Does the number of sentences correspond to your expectations? Inspect the data.

[SpaCy Usage Documentation](https://spacy.io/usage)

d) It turns out that the initial text contains a lot of line breaks that make the processing harder than
necessary. Replace all line breaks in the raw text with a space.  

*Hint* use regular expressions and the `re` library.

If you are not familiar with regular expressions, let your teachers know. We won’t need them now, but they 
can come quite handy for a lot of text processing tasks, so it’s worth investing some time in learning the basics…

e) Run the new text through the sentence tokenizer again. How do you judge the result? Have new errors been introduced?

## Part 2: Frequency distributions and Pandas

In this exercise set, we want to study the frequency distributions of words in the text.
Python provides a Counter class that counts repeated elements in a list and stores the counts as a
dictionary. We can set up the counter, get the most common elements, and the count for a specific element as follows:

```python
import collections

c = collections.Counter(tokens)
print(c.most_common(10))
print(c['with'])
```

a) Print out the 10 most frequent tokens in the text.

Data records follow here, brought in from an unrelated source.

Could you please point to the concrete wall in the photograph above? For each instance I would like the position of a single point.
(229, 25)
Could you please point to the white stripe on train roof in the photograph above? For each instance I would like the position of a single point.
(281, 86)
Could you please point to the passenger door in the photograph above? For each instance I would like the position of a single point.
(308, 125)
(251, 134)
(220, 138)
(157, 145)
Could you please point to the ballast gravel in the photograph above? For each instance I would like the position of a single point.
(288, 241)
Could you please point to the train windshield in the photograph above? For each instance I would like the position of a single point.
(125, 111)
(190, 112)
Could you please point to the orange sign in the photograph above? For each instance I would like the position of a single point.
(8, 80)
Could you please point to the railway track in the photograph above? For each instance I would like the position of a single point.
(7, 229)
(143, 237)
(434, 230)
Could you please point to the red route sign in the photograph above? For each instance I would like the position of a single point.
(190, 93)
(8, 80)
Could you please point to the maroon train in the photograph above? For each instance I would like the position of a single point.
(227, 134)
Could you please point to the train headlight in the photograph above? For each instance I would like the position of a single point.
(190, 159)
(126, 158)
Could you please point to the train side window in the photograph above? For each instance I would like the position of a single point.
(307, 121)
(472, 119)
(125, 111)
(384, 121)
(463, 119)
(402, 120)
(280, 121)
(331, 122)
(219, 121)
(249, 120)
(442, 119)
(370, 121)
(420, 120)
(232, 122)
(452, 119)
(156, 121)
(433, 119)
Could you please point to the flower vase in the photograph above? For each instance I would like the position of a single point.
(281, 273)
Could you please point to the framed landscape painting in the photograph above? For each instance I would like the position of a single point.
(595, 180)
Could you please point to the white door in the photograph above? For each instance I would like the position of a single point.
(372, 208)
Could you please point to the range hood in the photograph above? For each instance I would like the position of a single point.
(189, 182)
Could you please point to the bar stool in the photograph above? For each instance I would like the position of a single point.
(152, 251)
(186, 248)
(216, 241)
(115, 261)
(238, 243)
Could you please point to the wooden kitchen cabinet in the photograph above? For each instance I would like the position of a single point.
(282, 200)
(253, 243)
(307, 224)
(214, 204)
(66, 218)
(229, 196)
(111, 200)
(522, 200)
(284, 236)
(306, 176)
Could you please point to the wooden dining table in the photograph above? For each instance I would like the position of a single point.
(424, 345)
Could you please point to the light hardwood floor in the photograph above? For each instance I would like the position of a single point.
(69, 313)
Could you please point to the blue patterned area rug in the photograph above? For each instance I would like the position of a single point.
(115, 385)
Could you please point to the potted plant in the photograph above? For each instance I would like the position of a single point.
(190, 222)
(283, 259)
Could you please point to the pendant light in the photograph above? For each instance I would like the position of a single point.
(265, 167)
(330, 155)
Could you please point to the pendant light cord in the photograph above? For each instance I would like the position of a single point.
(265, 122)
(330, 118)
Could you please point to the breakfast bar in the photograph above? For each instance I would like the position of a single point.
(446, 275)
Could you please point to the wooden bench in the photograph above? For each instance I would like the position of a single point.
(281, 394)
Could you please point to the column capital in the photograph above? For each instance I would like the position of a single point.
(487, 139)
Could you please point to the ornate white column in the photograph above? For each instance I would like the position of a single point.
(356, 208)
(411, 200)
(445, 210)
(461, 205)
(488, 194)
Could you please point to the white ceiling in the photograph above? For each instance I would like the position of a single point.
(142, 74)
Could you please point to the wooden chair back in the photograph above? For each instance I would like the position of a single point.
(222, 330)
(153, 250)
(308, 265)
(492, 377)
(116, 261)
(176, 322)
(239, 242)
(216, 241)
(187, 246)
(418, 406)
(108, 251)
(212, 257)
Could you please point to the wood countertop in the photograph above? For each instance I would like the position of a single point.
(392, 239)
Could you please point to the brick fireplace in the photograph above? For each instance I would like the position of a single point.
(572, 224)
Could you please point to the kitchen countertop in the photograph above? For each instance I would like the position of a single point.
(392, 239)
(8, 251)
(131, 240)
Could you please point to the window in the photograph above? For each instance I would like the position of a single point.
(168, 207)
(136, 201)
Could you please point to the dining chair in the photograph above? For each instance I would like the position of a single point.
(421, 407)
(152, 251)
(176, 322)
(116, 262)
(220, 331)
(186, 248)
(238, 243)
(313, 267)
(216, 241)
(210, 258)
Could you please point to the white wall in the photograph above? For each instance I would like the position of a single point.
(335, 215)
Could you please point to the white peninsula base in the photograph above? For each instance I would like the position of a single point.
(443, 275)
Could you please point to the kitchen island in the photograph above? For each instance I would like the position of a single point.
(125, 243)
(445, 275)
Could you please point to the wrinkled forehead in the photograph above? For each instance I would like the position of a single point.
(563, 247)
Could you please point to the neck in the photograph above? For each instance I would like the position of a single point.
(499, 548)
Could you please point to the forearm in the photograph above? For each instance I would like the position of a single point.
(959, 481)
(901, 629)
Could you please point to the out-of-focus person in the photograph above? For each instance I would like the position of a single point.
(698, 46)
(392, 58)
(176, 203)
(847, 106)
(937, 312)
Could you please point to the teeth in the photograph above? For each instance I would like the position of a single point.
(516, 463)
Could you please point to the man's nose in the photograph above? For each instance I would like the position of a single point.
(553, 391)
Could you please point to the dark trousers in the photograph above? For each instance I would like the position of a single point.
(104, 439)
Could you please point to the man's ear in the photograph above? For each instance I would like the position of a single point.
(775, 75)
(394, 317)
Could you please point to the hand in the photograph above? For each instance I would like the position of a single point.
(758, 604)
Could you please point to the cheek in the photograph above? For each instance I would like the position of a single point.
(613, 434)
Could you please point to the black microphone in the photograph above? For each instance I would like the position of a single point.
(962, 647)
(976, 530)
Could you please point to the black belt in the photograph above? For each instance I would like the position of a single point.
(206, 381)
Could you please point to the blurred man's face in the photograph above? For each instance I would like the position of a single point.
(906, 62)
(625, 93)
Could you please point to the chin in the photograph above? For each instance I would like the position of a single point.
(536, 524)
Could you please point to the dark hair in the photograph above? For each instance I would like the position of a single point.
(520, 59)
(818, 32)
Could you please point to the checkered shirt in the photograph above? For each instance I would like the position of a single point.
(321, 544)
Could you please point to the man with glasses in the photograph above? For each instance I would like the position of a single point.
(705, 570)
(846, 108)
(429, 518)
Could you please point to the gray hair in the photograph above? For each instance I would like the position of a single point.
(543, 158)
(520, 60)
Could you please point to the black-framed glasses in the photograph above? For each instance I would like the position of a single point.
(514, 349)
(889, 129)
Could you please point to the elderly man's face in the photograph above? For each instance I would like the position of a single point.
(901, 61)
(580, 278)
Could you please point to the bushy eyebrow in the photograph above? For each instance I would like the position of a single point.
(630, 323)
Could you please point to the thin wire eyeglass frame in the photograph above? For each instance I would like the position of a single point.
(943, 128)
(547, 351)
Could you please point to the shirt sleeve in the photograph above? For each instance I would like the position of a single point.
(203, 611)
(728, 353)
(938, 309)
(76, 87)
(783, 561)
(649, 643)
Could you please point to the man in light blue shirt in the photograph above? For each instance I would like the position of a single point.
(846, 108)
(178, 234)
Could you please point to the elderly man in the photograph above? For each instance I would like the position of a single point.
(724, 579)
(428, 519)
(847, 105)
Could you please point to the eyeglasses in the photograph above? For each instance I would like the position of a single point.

b) You will see that punctuation marks are among the most frequent items in the result. Remove them from the counter.

<details>
<summary> Hints </summary>
	<ul>
		<li> <code>string.punctuation</code> contains a list of punctuation symbols (you’ll need to import string first)</li>
		<li>You can delete the 'and' item from the counter with <code>del c[‘and’]</code>.</li>
	</ul>
</details>


c) It would be nice if we could display the frequency distribution as a nicely formatted table. Let us use a
DataFrame from the Pandas package for this. In general, it is easy to populate a DataFrame with the
contents of a Python dictionary, as in the following code snippet:

```python
import pandas as pd

d = {‘apple’: 5, ‘orange’: 8, ‘banana’: 51, ‘strawberry’: 20}
df = pd.DataFrame(d.items(), columns=['fruit', 'number'])

df.head()    # Display the first rows
```

You can do the same with your word counter.  

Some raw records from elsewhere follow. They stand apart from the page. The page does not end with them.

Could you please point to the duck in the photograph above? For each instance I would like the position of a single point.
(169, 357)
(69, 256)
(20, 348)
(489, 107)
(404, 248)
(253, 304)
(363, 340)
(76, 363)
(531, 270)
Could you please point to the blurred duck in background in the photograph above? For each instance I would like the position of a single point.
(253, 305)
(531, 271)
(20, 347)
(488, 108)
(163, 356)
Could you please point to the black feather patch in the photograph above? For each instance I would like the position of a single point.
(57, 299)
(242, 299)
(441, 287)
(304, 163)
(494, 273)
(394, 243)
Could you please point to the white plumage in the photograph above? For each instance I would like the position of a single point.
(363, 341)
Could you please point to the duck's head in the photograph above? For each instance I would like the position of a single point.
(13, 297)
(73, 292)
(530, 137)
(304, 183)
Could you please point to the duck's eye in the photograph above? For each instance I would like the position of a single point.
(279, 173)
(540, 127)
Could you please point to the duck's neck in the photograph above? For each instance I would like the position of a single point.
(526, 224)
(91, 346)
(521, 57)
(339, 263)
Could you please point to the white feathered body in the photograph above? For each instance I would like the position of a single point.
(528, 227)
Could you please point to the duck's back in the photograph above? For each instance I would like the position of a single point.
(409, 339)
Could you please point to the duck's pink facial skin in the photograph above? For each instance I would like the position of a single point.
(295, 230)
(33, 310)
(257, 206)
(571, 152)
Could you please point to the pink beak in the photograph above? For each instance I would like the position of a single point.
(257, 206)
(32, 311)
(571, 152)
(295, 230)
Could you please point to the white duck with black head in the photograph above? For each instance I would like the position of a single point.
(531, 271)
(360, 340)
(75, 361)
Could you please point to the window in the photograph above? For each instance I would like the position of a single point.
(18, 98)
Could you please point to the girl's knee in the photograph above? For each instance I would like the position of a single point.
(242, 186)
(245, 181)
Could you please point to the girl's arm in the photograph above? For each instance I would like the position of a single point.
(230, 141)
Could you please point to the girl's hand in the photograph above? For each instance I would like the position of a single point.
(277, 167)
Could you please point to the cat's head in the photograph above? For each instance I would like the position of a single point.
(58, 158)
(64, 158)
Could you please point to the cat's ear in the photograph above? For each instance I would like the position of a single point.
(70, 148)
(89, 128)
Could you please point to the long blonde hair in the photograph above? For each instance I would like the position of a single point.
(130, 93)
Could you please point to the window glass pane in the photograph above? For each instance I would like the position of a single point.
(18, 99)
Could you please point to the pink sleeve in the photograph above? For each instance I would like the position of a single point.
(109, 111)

How many types and how many tokens does the text contain? What is its type-token-ratio?


d) With Pandas, you can easily select rows of a dataframe according to a particular criterion. For example,
this command displays all words that occur ten times or more:

```python
df[df[‘count’] >= 10]
```

How many hapaxes are in the dataset? What percentage of all word types are hapaxes?
How many word types start with upper case A?

## Part 3: Plotting with Matplotlib

Matplotlib is a package for making plots and figures in Python. When using Jupyter notebooks, the plots
are directly displayed in the notebook. This code snippet generates a simple plot:

```python 
import numpy as np
import matplotlib.pyplot as plt

numbers = np.arange(10)
print(numbers)
plt.plot(numbers)
```

a) Let us create a plot from our frequency distribution. You can directly use the `plot()` method of the
dataframe as follows:

```python
df = df.sort_values('count', ascending=False)
df.plot(x='word', y='count')
```

Does the result of this plot correspond to your expectations? 

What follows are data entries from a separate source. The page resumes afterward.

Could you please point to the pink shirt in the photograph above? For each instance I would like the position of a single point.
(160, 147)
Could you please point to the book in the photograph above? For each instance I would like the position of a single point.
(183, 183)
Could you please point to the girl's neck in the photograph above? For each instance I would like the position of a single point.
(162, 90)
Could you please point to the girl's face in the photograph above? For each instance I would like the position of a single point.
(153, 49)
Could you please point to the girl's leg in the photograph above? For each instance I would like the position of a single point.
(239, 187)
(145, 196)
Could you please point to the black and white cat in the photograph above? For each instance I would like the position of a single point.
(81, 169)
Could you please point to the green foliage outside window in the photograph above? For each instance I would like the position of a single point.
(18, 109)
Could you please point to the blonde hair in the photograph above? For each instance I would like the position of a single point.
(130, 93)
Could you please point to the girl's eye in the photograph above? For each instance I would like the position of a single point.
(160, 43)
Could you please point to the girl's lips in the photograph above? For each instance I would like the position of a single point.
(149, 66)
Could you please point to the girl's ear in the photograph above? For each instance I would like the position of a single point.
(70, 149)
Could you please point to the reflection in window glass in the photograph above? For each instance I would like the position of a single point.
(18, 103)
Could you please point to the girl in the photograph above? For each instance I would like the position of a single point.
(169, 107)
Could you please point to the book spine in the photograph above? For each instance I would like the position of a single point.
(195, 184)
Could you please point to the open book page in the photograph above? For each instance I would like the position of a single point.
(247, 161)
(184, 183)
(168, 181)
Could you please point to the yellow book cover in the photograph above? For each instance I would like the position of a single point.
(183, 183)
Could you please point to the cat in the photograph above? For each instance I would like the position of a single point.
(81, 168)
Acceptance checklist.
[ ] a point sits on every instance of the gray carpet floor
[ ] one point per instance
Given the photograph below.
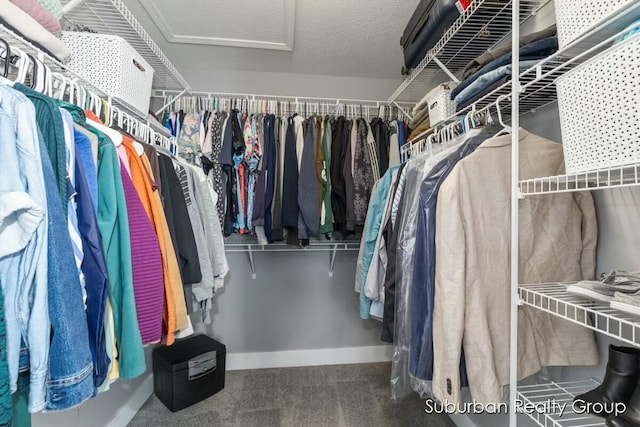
(331, 396)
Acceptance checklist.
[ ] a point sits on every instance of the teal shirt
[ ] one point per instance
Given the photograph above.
(370, 234)
(113, 224)
(327, 227)
(50, 123)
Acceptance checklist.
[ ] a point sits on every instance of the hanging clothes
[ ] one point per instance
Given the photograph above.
(565, 247)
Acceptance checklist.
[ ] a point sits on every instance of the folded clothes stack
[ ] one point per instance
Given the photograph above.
(22, 22)
(40, 14)
(619, 288)
(420, 115)
(493, 68)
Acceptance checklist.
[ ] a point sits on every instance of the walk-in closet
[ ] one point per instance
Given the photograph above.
(339, 213)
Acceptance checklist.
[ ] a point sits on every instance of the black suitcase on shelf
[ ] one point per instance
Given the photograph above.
(428, 23)
(189, 371)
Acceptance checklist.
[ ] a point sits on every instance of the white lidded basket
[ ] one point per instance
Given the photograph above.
(599, 109)
(576, 17)
(112, 65)
(441, 107)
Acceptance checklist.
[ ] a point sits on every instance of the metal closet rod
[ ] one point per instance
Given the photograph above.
(337, 101)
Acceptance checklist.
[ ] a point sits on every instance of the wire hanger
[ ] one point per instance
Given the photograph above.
(506, 128)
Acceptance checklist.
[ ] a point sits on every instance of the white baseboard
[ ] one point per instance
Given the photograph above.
(461, 420)
(126, 413)
(318, 357)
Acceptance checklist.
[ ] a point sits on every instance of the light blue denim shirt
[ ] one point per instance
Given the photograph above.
(23, 274)
(370, 234)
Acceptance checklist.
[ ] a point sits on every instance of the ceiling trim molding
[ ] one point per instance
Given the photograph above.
(287, 44)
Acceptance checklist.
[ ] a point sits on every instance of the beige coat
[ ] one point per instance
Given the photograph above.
(558, 236)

b) Let's make some more visualizations. 

* Modify the command to only display the 20 most frequent words. 
* Try to display all words on the x-axis.
* For frequency plots, it is more natural to use bar charts. Switch the type of the plot with the `kind='bar'` parameter.

c) Zipf’s law states that the product of the frequency of a word and of its rank is approximately constant.
Let us verify this law on a subset of our frequency distribution. Select the 2000 first words of the
sorted frequency table. Reset the indices in the resulting dataframe so that we can use each index for the rank. Now, add a new column with the product of rank and frequency.

<details>
<summary>Hints</summary>

```python
	df_zipf = df[:2000].reset_index(drop=True) 
	df_zipf['z'] = df_zipf.index.values * df_zipf['Count']
```
</details>

What are the highest, lowest and average values of z that you observe? Plot the z values as a line chart.